Per lui i mancati pagamenti da parte dei clienti erano diventati un ossessione. Ivano Polita, artigiano 60enne, non ha retto alle difficoltà provocate dalla crisi e si è tolto la vita impiccandosi nel capannone della sua azienda a Noventa di Piave. Il lavoro c'era, quello che mancava era la liquidità. In molti, troppi, tentavano di posticipare il momento del pagamento dei suoi lavori.

 

Dell'uomo, residente da qualche anno a San Donà di Piave con la moglie, si erano perse le tracce mercoledì scorso. Giovedì mattina il suocero si è recato nella sede della sua ditta di falegnameria, che si occupava principalmente di allestimenti per negozi, e ha visto la sua auto parcheggiata fuori dal piccolo capannone.

 

Lì, in via Trosi, è stato chiamato un operaio per aprire la porta d'ingresso.
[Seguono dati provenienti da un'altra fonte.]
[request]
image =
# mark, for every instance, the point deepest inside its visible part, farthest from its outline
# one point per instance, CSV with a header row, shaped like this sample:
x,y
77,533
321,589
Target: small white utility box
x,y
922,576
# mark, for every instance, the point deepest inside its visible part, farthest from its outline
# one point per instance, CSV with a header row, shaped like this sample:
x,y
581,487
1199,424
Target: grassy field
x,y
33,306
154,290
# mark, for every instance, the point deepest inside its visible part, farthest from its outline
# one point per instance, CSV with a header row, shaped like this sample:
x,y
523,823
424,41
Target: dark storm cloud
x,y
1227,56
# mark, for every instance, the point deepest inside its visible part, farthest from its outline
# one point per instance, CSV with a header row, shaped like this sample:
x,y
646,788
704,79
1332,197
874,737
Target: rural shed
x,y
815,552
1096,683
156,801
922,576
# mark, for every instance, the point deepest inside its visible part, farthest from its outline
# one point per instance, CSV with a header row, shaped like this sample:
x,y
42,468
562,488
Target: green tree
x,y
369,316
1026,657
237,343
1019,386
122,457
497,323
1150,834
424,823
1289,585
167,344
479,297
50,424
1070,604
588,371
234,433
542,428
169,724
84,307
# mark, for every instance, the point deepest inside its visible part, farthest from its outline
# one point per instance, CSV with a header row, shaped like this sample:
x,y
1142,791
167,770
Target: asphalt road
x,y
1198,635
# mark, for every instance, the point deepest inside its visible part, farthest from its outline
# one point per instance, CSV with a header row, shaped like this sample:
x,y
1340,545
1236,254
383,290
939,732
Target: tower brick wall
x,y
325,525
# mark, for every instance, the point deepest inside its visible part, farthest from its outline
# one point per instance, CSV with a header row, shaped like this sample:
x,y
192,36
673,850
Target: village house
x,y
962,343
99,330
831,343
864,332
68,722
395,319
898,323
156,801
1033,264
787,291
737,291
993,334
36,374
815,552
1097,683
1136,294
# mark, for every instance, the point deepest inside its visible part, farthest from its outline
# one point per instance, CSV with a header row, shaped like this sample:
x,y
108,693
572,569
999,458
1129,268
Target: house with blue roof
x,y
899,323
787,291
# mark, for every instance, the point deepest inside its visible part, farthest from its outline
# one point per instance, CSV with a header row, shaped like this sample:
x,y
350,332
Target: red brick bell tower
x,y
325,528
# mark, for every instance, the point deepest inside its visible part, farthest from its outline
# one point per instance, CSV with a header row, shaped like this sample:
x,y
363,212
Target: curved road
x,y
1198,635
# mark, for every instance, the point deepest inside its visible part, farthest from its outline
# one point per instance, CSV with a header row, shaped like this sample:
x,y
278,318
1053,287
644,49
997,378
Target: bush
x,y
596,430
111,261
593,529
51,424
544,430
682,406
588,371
Poi la macabra scoperta. Sembra che la vittima abbia lasciato un biglietto con scritto i motivi del gesto estremo, in cui si sottolinerebbero i problemi economici da sostenere ma anche, secondo indiscrezioni, problemi di natura personale. Polita era noto in paese, e chi lo conosceva non fa mistero che aveva espresso il timore di non riuscire a pagare i suoi due operai.